Troubled by leakage from your neighbour’s apartment?
Delhi Co-op Societies Act requires housing society managements to inspect, within 15 days, the units from where problems have been reported
In the previous two columns, we have discussed issues such as transfer of membership in a cooperative housing society, duties and responsibilities of the management committee of a housing society towards maintenance of common areas, and facilities in a housing society complex. This week, we will discuss the remedial measures available to a member if he is facing problems due to his neighbours.
Many times, the occupants of flats in a housing society face problems relating to maintenance, seepage, damage or other problems due to construction/ renovation carried out by other members in their flat which may obstruct their right to freely enjoy and inhabit their property.
Often, these issues escalate into disputes which lead to the affected parties approaching the courts for a resolution. Not many people know that the Delhi Cooperative Societies Act, 2003 ( Act) and Delhi Cooperative Rule, 2007 (Rules) framed thereunder provides solution to these problems faced by occupants.
The occupant affected by water seepage can make a representation of the problem to the management committee of the housing society, which then is required to carry out inspection of the apartment within 15 days from the receipt of the complaint.
In cases where the management committee thinks that the complaint by the affected member is verified, it has to advise the concerned member against whom the complaint has been made, to immediately take corrective steps.

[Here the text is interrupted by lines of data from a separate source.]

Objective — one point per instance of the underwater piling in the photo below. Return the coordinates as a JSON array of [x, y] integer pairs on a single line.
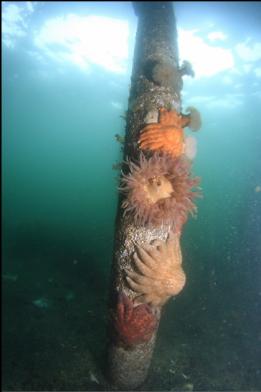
[[156, 83]]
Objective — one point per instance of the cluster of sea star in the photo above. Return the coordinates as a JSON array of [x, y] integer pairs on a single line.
[[158, 192], [168, 135]]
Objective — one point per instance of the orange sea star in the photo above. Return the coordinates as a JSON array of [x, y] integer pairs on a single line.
[[167, 135]]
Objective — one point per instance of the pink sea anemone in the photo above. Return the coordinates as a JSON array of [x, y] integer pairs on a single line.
[[159, 191]]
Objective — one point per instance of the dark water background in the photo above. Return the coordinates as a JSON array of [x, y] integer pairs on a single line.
[[60, 198]]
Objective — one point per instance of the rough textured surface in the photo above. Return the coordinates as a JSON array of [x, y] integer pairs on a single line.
[[155, 46]]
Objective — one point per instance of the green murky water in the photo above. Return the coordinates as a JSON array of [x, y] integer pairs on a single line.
[[66, 81]]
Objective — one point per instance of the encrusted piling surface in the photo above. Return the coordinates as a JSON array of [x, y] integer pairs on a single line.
[[156, 82]]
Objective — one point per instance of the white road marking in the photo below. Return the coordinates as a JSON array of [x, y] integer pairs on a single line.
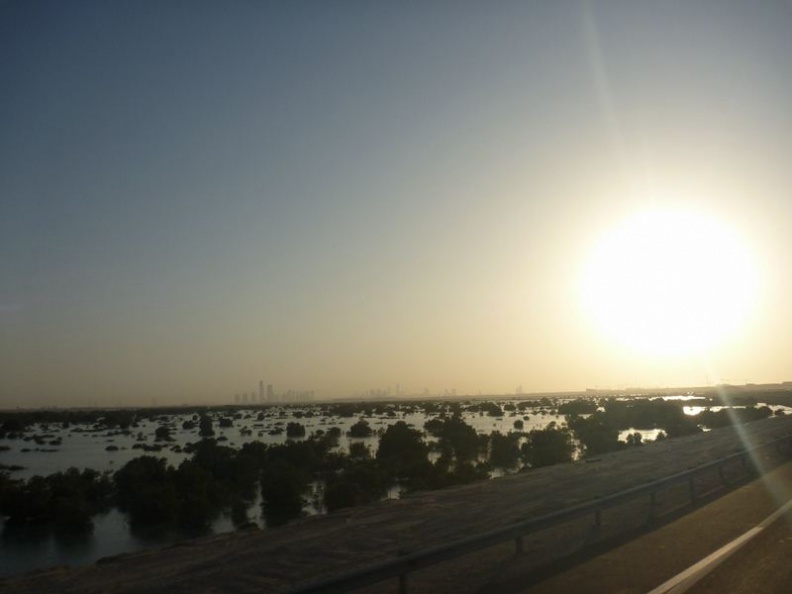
[[684, 580]]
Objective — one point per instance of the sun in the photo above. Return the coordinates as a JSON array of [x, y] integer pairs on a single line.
[[669, 283]]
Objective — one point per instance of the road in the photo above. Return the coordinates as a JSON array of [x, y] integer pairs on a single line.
[[760, 566], [277, 560]]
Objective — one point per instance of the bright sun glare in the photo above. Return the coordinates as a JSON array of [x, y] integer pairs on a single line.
[[669, 283]]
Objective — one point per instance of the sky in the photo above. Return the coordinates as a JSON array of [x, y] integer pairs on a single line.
[[352, 196]]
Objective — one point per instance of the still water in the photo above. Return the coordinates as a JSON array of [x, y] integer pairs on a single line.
[[83, 447]]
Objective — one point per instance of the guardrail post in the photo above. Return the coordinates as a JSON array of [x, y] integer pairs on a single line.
[[403, 585], [652, 506], [721, 475], [403, 582], [597, 520]]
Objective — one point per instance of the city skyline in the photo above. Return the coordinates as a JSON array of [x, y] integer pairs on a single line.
[[554, 196]]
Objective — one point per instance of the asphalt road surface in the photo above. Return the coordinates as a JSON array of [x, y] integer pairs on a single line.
[[762, 565]]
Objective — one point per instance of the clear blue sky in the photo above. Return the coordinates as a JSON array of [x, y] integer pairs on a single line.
[[338, 196]]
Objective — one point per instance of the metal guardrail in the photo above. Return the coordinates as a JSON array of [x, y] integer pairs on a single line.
[[401, 566]]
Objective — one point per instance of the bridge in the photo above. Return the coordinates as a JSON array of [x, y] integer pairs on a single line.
[[321, 550]]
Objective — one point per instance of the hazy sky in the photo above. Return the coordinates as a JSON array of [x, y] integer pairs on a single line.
[[339, 196]]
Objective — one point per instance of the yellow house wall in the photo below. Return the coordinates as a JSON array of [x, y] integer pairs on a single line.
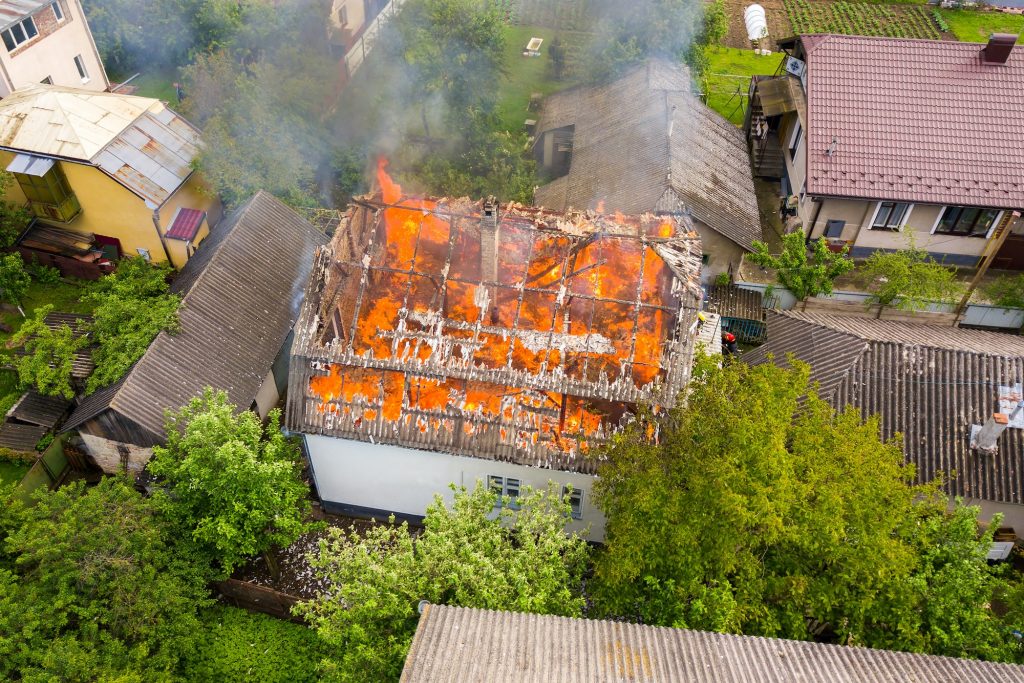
[[193, 195], [111, 210]]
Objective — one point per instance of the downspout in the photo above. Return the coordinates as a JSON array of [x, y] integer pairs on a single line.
[[160, 236]]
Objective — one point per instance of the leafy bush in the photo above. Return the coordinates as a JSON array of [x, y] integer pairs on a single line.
[[242, 646]]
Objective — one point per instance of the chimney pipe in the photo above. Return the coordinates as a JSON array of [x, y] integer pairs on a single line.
[[985, 437], [999, 46]]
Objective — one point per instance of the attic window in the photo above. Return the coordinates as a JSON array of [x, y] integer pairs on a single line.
[[22, 32]]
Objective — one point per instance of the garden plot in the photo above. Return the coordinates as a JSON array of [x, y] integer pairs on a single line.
[[858, 18]]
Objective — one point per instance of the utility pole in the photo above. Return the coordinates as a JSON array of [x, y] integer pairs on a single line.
[[1001, 231]]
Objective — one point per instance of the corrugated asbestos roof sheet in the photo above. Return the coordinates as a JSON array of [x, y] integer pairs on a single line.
[[928, 383], [241, 296], [915, 121], [461, 645], [622, 153], [139, 142]]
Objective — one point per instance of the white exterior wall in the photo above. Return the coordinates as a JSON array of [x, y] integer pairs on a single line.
[[406, 480], [107, 454], [53, 55], [267, 395]]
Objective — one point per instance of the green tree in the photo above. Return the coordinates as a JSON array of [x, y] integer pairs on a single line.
[[804, 276], [467, 555], [908, 279], [232, 486], [132, 306], [758, 510], [14, 281], [95, 593], [48, 355], [1007, 291], [453, 49]]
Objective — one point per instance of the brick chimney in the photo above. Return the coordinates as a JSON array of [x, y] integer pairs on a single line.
[[998, 48], [986, 436]]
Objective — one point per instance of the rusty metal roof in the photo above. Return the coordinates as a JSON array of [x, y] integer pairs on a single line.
[[12, 11], [624, 156], [460, 645], [928, 383], [914, 121], [137, 141]]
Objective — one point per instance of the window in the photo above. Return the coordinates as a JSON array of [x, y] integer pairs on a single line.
[[576, 501], [890, 216], [49, 195], [81, 68], [970, 221], [795, 138], [19, 33], [505, 487]]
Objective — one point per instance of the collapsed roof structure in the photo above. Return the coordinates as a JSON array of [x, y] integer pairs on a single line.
[[496, 331]]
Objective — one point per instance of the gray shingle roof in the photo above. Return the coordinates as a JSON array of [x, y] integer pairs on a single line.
[[623, 154], [241, 296], [926, 382], [459, 645]]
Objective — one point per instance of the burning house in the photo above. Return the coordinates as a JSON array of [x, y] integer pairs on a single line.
[[449, 341]]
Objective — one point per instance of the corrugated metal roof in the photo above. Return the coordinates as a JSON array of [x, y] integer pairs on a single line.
[[460, 645], [241, 296], [915, 121], [139, 142], [622, 153], [928, 383], [12, 11]]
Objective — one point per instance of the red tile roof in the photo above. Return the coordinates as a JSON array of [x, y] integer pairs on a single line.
[[914, 120], [185, 224]]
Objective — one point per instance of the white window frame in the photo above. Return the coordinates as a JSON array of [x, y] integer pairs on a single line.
[[988, 235], [509, 487], [82, 71], [902, 223], [23, 25], [577, 512]]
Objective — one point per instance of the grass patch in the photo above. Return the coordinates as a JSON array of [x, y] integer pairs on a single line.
[[524, 76], [975, 27], [159, 85], [729, 69], [65, 296], [239, 645]]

In case no action is taken by the concerned member within seven days to rectify such a problem and remedy the defect, the management committee is required to initiate appropriate action for getting the defect removed, and if necessary, seek police assistance for the same.
The management committee can approach the concerned registrar for recovery of the amount incurred thereon as arrears of land revenue from the concerned member who has carried out internal changes.
A similar problem came up before the High Court of Delhi in the matter of Parwana Cooperative Group Housing Society Vs the registrar, Delhi Cooperative Tribunal. In this case the complainant had approached the management committee seeking rectification of seepage in his flat emanating from the unit located above his apartment.
The management committee did not take any steps to resolve the problem. The complainant approached the concerned registrar for adjudication. The arbitrator allowed the claim of the complainant and passed an award against the management committee of the society, directing it to fulfill its obligation and get the terrace repaired, with costs paid by the society. The award of the arbitrator also provided that costs incurred by the affected member due to the problem be paid by the management committee and the member in default. The award of the arbitrator was upheld by the High Court of Delhi.